That typically happens when locales are not configured (LANG, LC_* environment variables all unset) or when they are set to C or POSIX.

That charset defines 128 characters with byte values 0 to 127. All the characters that make up the sh language and found in most command names are in ASCII. But § and ° are not.

Now those symbols are on your keyboard, what should happen when you type it in a terminal emulator?

If you start your terminal emulator in a locale where the charset is ASCII, you're telling your terminal emulator that when you press A, (XK_a X11 keypress event) it needs to send the encoding of the a character in the ASCII encoding, that is 0x61. But when you press Shift+§ (XK_degree X11 keypress event), it should send the encoding for the ° character, but there's no such character in ASCII, so what should it do?

xterm and rxvt choose to send the encoding of ° in the iso-8859-1 character set. That's the 8 bit charset of most of the western world (extends ASCII to cover most of the characters used in languages like German, French, British English, Spanish...). Before UTF-8, that was the most commonly used charset.

My konsole, Eterm and xfce4-terminal send ? for every non-ASCII character.

My gnome-terminal and terminator send the UTF-8 encoding of °.

When bash receives the iso8859-1 encoding of ° (0xb0) like in xterm, what shall it do?

We've told it the charset was ASCII, so that 0xb0 corresponds to no known character.

In the old days in the US, Ctrl+X was used to enter characters from 0 to 31 (the control characters). In ASCII, that would send the lower 5 bits of the corresponding character. For instance, A being 0x41, a being 0x61, Ctrl+A would send 0x61 & 0x1f, so 0x1 (the ^A, aka C-A character). While Meta+X would send the encoding of x with the the 8th bit set. a being 0x61, Meta+A would send 0x61 | 0x80, that is 0xe1. Pressing Meta+0 would send 0x30 | 0x80, that is 0xb0 also known as the M-0 (non-)character.

In ASCII, 0x0 -> 0x1f are used for Control characters for the teletypewriter days, most of which are no longer used, and 0x80 to 0xff is not used, so that was a way to input codes that could be used to do other things than enter text. emacs for instance used those for the editing keys, the C-B character moves the cursor one character to the left, the M-B (non-)character moves the cursor one word to the left.

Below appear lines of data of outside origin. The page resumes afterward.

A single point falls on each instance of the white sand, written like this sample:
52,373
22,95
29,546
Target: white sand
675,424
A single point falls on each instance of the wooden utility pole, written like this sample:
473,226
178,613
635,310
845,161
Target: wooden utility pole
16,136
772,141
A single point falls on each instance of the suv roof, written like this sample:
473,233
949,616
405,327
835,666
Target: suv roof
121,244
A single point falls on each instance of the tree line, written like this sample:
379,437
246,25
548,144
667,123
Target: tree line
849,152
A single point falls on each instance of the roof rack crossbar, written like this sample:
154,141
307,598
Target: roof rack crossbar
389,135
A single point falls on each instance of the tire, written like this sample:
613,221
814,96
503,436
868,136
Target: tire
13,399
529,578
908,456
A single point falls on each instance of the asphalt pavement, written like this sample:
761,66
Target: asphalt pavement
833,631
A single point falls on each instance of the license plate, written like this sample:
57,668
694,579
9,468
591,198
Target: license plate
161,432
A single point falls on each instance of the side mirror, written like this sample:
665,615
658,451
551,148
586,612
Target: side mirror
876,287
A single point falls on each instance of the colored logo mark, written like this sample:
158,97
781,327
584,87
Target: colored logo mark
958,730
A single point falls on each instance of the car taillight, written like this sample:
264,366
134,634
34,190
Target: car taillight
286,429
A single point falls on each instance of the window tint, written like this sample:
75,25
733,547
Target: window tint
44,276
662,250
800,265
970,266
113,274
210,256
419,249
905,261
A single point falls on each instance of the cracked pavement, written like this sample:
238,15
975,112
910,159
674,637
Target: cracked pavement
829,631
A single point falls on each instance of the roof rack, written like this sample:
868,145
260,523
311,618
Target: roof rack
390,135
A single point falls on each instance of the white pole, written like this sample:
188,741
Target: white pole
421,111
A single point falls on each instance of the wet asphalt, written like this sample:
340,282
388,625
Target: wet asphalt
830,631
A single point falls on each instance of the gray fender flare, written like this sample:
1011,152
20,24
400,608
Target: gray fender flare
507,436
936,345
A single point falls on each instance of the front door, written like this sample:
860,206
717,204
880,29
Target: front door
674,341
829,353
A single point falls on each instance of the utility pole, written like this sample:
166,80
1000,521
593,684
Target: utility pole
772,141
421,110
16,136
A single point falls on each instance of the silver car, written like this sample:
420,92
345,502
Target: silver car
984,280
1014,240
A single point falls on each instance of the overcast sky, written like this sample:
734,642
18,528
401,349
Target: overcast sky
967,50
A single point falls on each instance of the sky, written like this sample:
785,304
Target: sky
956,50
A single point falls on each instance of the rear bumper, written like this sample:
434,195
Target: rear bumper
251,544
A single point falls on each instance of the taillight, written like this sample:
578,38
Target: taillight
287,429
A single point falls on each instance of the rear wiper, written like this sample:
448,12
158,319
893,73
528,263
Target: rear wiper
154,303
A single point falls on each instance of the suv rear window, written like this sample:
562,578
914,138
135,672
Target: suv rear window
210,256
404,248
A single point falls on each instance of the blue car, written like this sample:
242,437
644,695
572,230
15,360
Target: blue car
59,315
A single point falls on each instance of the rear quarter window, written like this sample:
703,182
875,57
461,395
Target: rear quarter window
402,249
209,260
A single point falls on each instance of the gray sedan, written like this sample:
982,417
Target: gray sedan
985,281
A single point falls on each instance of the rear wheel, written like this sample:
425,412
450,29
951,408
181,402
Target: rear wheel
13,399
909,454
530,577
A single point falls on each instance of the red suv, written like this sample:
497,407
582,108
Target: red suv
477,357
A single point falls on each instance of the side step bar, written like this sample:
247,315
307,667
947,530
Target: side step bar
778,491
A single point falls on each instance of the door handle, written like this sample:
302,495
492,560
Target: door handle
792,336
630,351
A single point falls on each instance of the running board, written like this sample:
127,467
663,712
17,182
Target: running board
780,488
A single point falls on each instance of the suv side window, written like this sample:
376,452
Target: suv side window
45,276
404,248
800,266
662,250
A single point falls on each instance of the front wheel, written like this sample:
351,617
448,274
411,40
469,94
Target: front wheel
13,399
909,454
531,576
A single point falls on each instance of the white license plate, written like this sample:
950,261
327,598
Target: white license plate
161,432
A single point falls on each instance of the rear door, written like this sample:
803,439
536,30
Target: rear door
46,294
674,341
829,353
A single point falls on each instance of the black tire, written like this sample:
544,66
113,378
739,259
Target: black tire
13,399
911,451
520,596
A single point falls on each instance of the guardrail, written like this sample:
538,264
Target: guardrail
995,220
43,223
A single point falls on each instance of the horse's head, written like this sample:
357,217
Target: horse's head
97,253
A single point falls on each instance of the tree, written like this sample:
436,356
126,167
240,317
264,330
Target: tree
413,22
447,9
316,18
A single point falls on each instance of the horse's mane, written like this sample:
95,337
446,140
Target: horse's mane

Nowadays, since most people use charsets that extend ASCII by making use of byte values 0x80 to 0xff, those are no longer commonly understood as those meta characters. Meta+X now generally sends two characters instead: the ESC and X characters.

Still, when in a locale where byte values 0x80 to 0xff can't possibly be characters, when bash (actually readline) reads a byte value from the tty device like 0xb0, it understands it as being M-0 (which by default is bound to digit-argument, which explains your arg: 0).

That's the convert-meta setting in the readline configuration. You'll find in the readline documentation (man 3 readline) that when readline detects that the charset is 7 bit, it sets that to on to convert those 0xb0 bytes to ESC + 0.

If you turn that off with:

bind 'set convert-meta = off'

(and assuming input-meta and output-meta are also on). Then you'll find that pressing ° gets you a ° displayed. But that would be a 0xb0 iso8859-1 encoding of ° which applications won't know what to do about.

What you need to do is fix the locale to one that has those ° characters. Nowadays, you should only be considering UTF-8 as that covers all characters and is widely supported.

So, check your desktop configuration for your internationalisation setting and choose something like de_CH.UTF-8/fr_CH.UTF-8/it_CH.UTF-8 (German/French/Italian speaking Swiss with UTF-8 as the charset) that best match your environment.

You may need to logout and login again for that to be fully taken into account.

Some login managers sometimes allow you to select the locale at login time via some drop-down menu as well.